Rosas, accompagné de Manuelita et du fiancé d'icelle, emporta le fameux tableau en Angleterre et ce tableau ne revint à Buenos Aires qu'un demi-siècle plus tard quand les fils de Manuelita en firent don au Museo de Bellas Artes où je l'ai découvert il y a un an car il était l'une des pièces maîtresses de l'exposition consacrée à Pueyrredon pour le bicentenaire de sa naissance:

Illustration 1

Sur cet arrière-plan historique, la pièce brode avec beaucoup de fantaisie autour de trois personnages: Manuelita et Pridiliano ainsi qu'un personnage fictif nommé Joaquin décrit comme le tuteur de Manuelita (mais à 34 ans celle que son redoutable père empêchait encore de se marier n'avait plus besoin d'un tuteur). Manuelita apparaît ici comme une post-adolescente tantôt mutine et tantôt impérieuse, alors que c'était une femme de tête qui bénéficiait d'une véritable popularité grâce à sa capacité d'atténuer la sauvagerie répressive de son dictateur de père.

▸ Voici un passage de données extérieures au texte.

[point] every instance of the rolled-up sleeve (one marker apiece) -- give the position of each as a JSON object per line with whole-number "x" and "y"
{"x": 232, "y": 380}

Lors d'un hilarant dialogue initial, Joaquin est chargé d'informer Pridiliano des contraintes très politiques que Rosas veut lui imposer quant au choix des couleurs du tableau.

Le jaune et le vert sont bannis car brésiliens, et le bleu parce qu'à la fois brésilien et français (l'expédition militaire franco-anglaise contre l'Argentine était alors toute récente.)

Bref la couleur dominante doit être le rouge ponceau (rouge coquelicot en français, mais le "punzó" du titre original désigne aussi le rouge carmin en espagnol) flamboyante couleur des Fédéraux.

Pridiliano proteste et menace de renoncer à cette commande mais Joaquin lui fait comprendre qu'il pourrait arriver malheur à sa famille (une menace à ne pas prendre à la légère car, au temps de Rosas, la funeste Mazorca terrorisait et assassinait les opposants, jouant le même rôle que le FSB chez Poutine.)

Arrive Manuelita qui explique à Pridiliano que c'est elle qui l'a choisi car ils étaient amis d'enfance (la différence d'âge rend cette relation intime peu plausible même si le fils du dirigeant politique et général de l'Argentine révolutionnaire fraîchement indépendante Juan Martin de Pueyrredon (1776-1850) et la fille de Juan Manuel de Rosas se connaissaient forcément un peu.)  Cette relation inventée permet de donner un tour ludique à la pièce avec des numéros de saute-mouton et de menuet destructuré (sic).

Cette pièce loufoque et décousue est sauvée par le talent de ses trois acteurs mais le texte est malheureusement loin de la qualité littéraire et de l'intensité dramatique de El Farmer qui faisait, en 2015 au Teatro San Martin, monologuer Rosas en exil au seuil de la mort dans une remarquable adaptation du roman éponyme d'Andrés Rivera que j'ai lu par la suite.